Here are some snippets from a recent post over at http://thegospelside.wordpress.com entitled, "What’s so uncool about cool churches?"

"We look at our youth group now and we feel good. But the youth group of today is the church of tomorrow, and study after study after study suggests that what we are building for the future is empty churches."
 "What are we doing in our Youth Ministries that might be making people less likely to attend church as an adult?  ...I believe it is “preference.” We have embraced the idea of market-driven youth ministry. Unfortunately, giving people what they “prefer” is a road, that once you go down it, has no end. Tim Elmore in his 2010 book entitled Generation iY calls this “the overindulged Generation.” They ask for more and more, and we give it to them. And more and more the power of God is substituted for market-driven experience. In an effort to give people something “attractive” and “relevant” we embraced novel new methods in youth ministry, that 20 years later are having a powerful shaping effect on the entire church."
"The opposite of giving people what they want is to give them what they need. The beauty is that Christianity already knows how to do this... Once upon a time our faith thrived in a non-Christian empire. It took less than 300 years for 11 scared dudes to take over the most powerful empire the world had ever seen. How did they do it? Where we have opted for a relevant, homogenously grouped, segregated, attractional professionalized model; the early church did it with a  multi-ethnic, multi-social class, seeker INsensitive church. Worship was filled with sacrament and symbol. It engaged the believing community in the Christian narrative. This worship was so God-directed and insider-shaping that in the early church non-Christians were asked to leave the building before communion! With what effect? From that fellowship of the transformed, the church went out to the highways and byways loving and serving the least, last and lost. In that body of Christ, Christians shared their faith with Romans 1:16 boldness, served the poor with abandon, fed widows and took orphans into their homes. The world noticed. We went to them in love rather than invited them to our event."
Matt Marino's post is another one among many concerning the failings of youth ministry.  If you've read any of my previous posts you'll know I agree with his diagnosis almost 100%, but I still struggle with seeing what youth ministry might look like if we follow the alternative that Matt and many of the more "Reformed" minded practitioners are offering (I say this as someone who is quite Reformed/Lutheran/Anglican in theology).  I'd love to hear your thoughts on this one.
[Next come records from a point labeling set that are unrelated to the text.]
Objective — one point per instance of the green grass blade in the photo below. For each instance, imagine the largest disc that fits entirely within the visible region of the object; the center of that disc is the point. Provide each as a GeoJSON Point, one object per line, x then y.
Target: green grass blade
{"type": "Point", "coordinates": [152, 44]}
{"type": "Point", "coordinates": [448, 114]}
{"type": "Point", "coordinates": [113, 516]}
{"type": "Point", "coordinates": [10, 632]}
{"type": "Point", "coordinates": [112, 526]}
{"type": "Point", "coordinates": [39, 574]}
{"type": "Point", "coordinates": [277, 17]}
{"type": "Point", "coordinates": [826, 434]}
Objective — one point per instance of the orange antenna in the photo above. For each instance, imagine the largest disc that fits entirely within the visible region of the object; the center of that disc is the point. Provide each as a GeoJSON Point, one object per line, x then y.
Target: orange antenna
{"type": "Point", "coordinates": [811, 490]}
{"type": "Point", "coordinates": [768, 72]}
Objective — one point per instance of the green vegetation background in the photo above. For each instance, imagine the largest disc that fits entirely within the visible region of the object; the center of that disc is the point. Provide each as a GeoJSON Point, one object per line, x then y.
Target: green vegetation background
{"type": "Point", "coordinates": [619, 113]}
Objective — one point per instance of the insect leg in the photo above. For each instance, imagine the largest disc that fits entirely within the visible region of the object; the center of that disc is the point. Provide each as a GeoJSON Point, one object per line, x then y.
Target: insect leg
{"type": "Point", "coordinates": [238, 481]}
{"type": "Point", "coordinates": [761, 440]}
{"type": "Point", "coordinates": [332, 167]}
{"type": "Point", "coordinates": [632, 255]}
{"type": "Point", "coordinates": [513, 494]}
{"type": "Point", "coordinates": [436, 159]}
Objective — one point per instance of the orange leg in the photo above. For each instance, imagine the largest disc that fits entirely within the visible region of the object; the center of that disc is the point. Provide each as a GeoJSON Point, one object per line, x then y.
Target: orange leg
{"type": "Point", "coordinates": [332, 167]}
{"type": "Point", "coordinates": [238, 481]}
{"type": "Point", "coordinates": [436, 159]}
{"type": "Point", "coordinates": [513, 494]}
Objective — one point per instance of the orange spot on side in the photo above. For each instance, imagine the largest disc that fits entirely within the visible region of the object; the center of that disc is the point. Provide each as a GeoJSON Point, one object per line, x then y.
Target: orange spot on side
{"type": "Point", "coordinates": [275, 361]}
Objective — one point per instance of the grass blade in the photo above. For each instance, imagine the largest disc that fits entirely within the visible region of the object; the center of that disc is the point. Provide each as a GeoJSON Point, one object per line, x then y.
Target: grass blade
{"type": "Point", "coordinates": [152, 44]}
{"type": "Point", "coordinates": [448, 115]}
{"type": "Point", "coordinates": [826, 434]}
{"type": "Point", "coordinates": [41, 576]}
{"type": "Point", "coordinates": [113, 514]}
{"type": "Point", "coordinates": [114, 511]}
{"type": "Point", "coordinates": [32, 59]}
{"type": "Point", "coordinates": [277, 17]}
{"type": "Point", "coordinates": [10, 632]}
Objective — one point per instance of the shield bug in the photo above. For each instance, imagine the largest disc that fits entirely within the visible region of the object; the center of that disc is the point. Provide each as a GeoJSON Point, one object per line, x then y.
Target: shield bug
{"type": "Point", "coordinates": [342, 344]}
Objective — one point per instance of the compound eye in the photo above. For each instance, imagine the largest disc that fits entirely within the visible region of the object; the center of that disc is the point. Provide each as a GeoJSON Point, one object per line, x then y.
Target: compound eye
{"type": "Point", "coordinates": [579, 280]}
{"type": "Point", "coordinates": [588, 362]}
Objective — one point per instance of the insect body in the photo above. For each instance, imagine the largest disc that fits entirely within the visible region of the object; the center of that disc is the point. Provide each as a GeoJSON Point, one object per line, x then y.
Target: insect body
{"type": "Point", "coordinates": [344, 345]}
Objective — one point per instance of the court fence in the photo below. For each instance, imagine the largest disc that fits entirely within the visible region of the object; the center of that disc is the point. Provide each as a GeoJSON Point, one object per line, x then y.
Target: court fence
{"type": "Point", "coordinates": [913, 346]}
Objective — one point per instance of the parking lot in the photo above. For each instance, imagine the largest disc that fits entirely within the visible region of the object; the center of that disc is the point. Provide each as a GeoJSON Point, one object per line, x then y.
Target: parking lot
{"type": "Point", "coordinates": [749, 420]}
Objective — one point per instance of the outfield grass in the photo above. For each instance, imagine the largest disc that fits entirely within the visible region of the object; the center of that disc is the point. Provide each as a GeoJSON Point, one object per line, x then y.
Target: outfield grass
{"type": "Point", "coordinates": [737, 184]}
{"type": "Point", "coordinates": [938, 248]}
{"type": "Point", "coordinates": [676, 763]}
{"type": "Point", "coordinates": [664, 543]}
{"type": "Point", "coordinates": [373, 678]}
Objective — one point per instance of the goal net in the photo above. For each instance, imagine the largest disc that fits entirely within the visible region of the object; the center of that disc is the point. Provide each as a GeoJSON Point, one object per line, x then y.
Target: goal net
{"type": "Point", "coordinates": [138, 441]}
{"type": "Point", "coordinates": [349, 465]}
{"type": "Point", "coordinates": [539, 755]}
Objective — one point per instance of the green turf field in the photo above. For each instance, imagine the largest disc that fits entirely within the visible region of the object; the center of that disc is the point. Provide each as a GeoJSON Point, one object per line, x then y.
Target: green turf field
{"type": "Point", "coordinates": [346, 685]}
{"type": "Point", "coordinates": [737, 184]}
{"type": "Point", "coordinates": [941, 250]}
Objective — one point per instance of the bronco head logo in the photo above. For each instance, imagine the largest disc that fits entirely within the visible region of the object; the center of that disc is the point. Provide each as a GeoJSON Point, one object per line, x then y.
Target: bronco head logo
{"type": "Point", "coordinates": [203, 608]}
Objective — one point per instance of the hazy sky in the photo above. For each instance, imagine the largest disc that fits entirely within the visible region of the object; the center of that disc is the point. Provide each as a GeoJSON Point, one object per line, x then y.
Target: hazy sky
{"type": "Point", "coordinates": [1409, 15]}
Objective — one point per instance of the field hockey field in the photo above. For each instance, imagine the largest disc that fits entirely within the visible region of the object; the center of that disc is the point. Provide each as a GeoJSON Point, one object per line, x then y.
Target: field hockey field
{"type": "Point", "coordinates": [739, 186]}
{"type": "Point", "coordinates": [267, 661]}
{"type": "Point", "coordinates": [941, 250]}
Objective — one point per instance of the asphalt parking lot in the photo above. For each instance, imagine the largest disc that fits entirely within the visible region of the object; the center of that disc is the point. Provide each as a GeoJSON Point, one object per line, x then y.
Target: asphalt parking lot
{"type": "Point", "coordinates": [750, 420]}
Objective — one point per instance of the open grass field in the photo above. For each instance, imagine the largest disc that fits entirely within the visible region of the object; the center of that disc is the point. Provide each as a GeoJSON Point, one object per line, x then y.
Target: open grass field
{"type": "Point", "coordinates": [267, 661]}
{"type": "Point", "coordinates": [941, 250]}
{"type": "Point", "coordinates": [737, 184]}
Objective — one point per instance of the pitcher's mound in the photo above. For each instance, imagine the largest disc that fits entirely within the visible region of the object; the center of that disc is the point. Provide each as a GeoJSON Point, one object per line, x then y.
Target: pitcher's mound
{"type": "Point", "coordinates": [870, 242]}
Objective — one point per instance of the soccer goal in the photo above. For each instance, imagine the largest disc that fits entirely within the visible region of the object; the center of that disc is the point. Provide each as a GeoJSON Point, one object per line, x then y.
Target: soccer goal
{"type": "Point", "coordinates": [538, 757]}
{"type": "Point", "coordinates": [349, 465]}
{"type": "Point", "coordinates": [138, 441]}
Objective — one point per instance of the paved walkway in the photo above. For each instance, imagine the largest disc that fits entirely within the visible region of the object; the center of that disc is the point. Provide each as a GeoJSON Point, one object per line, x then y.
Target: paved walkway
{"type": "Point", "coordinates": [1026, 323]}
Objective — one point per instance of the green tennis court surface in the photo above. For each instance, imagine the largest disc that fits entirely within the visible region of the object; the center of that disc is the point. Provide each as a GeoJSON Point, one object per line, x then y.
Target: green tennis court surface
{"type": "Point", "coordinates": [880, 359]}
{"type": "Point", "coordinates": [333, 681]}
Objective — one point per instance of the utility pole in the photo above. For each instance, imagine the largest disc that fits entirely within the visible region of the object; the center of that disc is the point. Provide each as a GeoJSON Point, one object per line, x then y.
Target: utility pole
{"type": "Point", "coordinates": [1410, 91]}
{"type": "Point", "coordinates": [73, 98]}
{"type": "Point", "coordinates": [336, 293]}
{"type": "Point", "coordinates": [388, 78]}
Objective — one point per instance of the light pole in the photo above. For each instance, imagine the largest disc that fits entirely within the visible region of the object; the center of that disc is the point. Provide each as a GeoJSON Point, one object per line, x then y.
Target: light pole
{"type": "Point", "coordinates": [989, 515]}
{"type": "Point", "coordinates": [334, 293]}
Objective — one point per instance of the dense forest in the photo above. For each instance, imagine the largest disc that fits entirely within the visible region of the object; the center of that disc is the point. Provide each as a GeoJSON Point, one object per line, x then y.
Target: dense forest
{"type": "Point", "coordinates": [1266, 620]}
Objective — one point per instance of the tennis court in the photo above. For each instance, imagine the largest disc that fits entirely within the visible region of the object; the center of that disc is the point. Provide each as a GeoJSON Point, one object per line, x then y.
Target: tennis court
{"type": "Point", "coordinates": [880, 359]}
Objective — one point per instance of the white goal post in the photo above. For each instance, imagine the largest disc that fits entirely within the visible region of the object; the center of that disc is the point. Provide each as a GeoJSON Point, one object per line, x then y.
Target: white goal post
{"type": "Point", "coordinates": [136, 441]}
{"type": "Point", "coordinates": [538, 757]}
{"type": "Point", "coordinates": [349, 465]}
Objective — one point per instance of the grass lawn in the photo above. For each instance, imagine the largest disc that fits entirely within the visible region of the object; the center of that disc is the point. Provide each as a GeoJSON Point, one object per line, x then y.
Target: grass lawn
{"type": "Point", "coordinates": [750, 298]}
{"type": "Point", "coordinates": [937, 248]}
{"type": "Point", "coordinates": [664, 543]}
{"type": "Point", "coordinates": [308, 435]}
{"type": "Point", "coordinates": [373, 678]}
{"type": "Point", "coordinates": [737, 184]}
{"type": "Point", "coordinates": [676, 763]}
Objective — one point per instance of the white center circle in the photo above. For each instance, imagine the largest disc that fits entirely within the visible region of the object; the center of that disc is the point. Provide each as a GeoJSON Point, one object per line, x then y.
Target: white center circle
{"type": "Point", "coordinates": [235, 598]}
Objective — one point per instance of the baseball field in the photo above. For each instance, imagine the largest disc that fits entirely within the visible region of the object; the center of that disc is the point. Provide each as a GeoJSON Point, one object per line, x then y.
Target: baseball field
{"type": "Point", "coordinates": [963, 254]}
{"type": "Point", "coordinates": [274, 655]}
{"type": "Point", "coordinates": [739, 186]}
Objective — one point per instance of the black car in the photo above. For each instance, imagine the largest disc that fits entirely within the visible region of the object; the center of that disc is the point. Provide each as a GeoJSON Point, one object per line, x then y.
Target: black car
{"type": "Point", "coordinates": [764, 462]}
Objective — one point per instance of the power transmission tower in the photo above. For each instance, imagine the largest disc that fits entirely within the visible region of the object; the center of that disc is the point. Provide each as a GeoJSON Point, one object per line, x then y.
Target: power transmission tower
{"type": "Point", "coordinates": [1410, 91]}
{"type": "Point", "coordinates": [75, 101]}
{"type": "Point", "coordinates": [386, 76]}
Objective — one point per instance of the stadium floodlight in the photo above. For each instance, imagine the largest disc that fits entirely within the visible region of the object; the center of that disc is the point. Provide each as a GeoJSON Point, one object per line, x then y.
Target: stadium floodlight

On a related note, I've just started to read Timothy Keller's "Center Church" and I couldn't be more excited about some of his insights.  Concerning cultural engagement he writes:
"All cultures have God's grace and natural revelation in them, yet they are also in rebellious idolatry.  If we overadapt to a culture, we have accepted the culture's idols.  If, however we underadapt to culture, we may have turned our own culture into an idol, an absolute.  If we overadapt to a culture, we aren't able to change people because we are not calling them to change.  If we underadapt to a culture, no one will be changed because no one will listen to us; we will be confusing, offensive, or simply unpersuasive.  To the degree a ministry is overadapted or underadapted to a culture, it loses its life-changing power" (24)
Even though I'm only 30 pages in, I think Keller's work is going to offer some powerful insights into navigating the current crisis in youth ministry.  Even from the small snippet above we could say that much of the crisis in youth ministry is due to the fact that it has overadapted itself to culture.  Along with this, I think many of the more "Reformed" (not Matt's by the way) responses to this crisis are often underadapted to culture.  Either way they lose the "life-changing power."


2 comments:

Anonymous said...

Hi Shawn,
Thanks for the repost. Just found this in my spam folder and am pulling it out. Not sure why they thought you weren't legit. :-)

I am coming from a bit different of a place than most of the Reformed guys (who are looking for a theological recovery) or the progressive guys (looking for language change and service projects) or the hard-core traditionalists (looking for liturgical recovery). I would say that all of those are helpful, but not the main thing which would be recovering a faith that starts with daily immersion in Scripture as a community, God-centered worship and movement into the world as an expression of God's love poured out on us. I am more arguing for sort of neo-monastic expression. I am asking the body of Christ for something more life-encompassing than church attendance.

Shawn said...

Thanks again for sharing your thoughts!